5. The political meddling bugaboo

When Pence delivered his last major address on China, he raised eyebrows by accusing Beijing of “meddling in America’s democracy” and attempting to oust Trump, a claim that appeared to equate Chinese propaganda efforts with Russia’s more direct interference in U.S. politics. Analysts criticized that argument as misconstruing the threat posed by China.

A year later, the question of Chinese interference in U.S. politics has taken on a new significance in Washington after Trump asked Beijing to investigate the business activities of former Vice President Joe Biden’s son Hunter Biden.

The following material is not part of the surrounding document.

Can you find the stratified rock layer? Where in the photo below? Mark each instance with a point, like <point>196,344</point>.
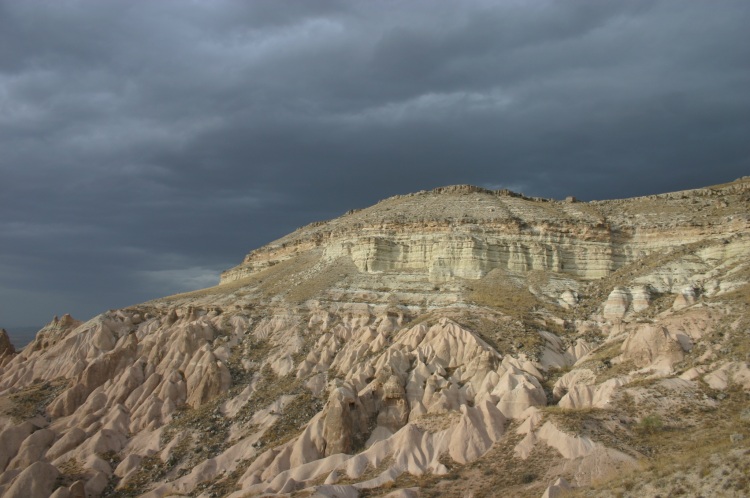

So on Thursday, Pence refrained from taking up the issue directly and instead slipped in a defensive jibe on the issue: “Beijing’s economic and strategic actions, its attempts to shape American public opinion, prove out what I said a year ago, and it’s just as true today: China wants a different American president.”

Elias Groll was an assistant editor and staff writer at Foreign Policy from 2013-2019.